Avec la notion de « fédération d’associations », le Conseil d’Etat a ouvert la porte aux revendications de microcommunautés, trop petites pour prétendre seules à la reconnaissance. Les premières à s’être introduites dans la brèche sont les Eglises anglicane et catholique chrétienne, qui se sont réunies pour l’occasion en une Fédération des Eglises « signataires de l’accord de Bonn de 1931 ». Deux communautés certes unies dans leur refus du vaticanisme. Mais l’une parle anglais, réunit essentiellement des expatriés et reconnaît la Reine Elisabeth comme gouverneur suprême ; l’autre réunit des Suisses de vieille souche catholique, mais séparés de l’Eglise de Rome depuis Vatican I. On peine en outre à définir le « rôle » que ces petites communautés jouent dans le Canton.
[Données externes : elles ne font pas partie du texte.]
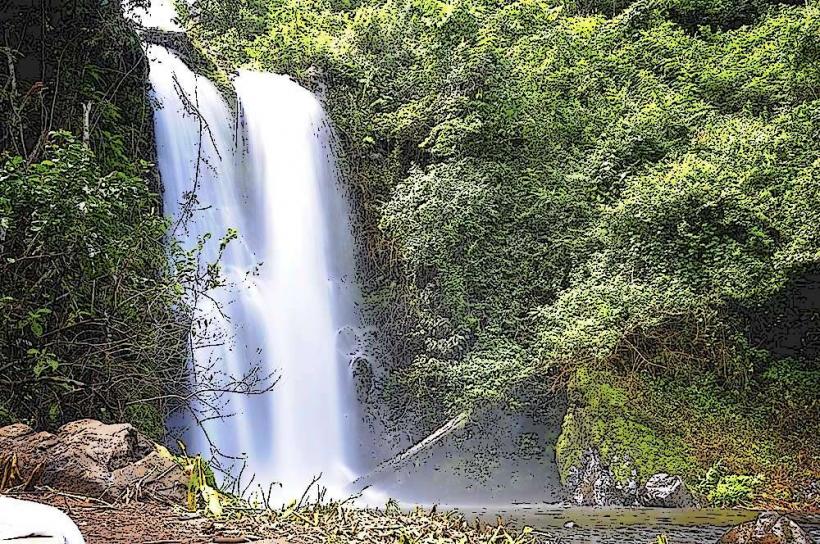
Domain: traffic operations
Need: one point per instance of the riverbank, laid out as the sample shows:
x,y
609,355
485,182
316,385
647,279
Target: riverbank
x,y
154,523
La FEV et l’UVAM ne sont pas des communautés religieuses
On est assez loin de l’esprit et de la lettre même de la Constitution. Tout récemment, la Fédération Evangélique Vaudoise, à son tour, a entamé une procédure de reconnaissance. Et l’Union Vaudoise des Associations musulmanes (UVAM) vient de franchir ce pas. Ce ne sont pas des « communautés religieuses » qui demandent à être reconnues, mais des associations dont chaque membre a cosigné la déclaration.
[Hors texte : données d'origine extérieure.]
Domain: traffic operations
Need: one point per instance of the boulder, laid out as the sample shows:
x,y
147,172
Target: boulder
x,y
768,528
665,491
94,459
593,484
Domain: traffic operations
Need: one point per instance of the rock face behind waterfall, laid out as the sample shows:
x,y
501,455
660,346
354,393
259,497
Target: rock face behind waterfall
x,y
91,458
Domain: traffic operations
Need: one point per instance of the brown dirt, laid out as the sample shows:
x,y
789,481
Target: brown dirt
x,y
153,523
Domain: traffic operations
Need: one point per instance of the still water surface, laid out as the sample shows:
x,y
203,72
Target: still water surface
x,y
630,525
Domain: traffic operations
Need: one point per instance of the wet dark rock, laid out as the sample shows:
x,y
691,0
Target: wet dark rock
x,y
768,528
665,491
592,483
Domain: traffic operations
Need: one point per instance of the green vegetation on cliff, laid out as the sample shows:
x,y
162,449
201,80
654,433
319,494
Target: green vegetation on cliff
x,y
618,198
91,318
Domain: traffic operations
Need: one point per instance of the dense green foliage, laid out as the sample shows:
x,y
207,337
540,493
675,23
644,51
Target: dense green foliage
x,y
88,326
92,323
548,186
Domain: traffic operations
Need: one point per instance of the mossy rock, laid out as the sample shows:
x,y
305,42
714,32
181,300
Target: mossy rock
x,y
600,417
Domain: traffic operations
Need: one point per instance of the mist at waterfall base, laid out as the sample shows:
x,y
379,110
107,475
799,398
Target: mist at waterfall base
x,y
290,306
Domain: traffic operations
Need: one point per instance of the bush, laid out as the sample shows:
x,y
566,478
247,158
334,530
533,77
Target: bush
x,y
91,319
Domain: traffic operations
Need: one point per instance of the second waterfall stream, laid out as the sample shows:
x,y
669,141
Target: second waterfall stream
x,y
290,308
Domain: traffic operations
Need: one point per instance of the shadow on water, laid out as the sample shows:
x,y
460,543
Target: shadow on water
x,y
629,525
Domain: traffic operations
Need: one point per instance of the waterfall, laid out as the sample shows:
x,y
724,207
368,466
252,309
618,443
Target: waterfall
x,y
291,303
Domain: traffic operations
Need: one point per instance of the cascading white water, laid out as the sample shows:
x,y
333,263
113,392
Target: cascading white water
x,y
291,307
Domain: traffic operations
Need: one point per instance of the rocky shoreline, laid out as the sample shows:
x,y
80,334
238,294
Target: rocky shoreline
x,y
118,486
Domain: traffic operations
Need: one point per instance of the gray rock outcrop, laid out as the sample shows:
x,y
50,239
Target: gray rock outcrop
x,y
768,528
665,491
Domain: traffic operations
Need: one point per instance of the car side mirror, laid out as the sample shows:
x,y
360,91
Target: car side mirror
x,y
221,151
On est en droit de se demander dans quel but ces « fédérations » de petites communautés demandent à être reconnues. Les avantages concrets qu’elles espèrent en retirer sont illusoires, et en particulier tout espoir de subvention : on voit mal quelles « missions » elles pourraient exercer « en commun ». Etre reconnu par l’Etat ne donne aucune légitimité particulière à une communauté religieuse, qui ne doit aspirer qu’à être reconnue de Dieu lui-même.
Une occasion d’étendre son emprise
Mais c’est surtout l’« intérêt public » que nous peinons à discerner. Quel intérêt public l’Etat sert-il en encourageant à se fédérer des communautés trop petites pour prétendre seules à la reconnaissance ? La réponse réside probablement dans l’obsession de contrôler : l’administration n’aime pas ce qui échappe à son contrôle ; plus il y aura de communautés reconnues, plus l’Etat pourra étendre son emprise. Mais quand on a vu la réaction officielle à la parution de l’ouvrage de Shafique Keshavjee sur l’Islam conquérant, on peut prévoir que son contrôle ne s’étendra pas aux messages diffusés dans les communautés. En tout cas pas dans le monde de l’Islam. Pour les Evangéliques, c’est moins sûr, le Créationnisme étant combattu fermement par le politiquement correct qui anime notre Conseil d’Etat.
Et l’adhésion de nouvelles associations ?
En revanche, on voit poindre un problème pratique. Puisqu’il ne s’agit pas de reconnaître une « communauté évangélique vaudoise », mais une fédération dont les membres sont définis, que se passera-t-il si, au cours du processus, d’autres communautés évangéliques voulaient adhérer à la fédération ? De même pour l’UVAM, qui se nomme abusivement « Union des associations musulmanes vaudoises » alors qu’elle n’est que l’union de communautés musulmanes : que se passera-t-il si la mosquée de Lausanne, ou des chiites, qui ne sont pas sur la liste, désiraient adhérer à l’Union ? Autant les évangéliques que les musulmans, sur leur site, envisagent cette possibilité alors que la déclaration liminaire d’engagement des deux associations établit une liste exhaustive des communautés membres qui l’ont signée.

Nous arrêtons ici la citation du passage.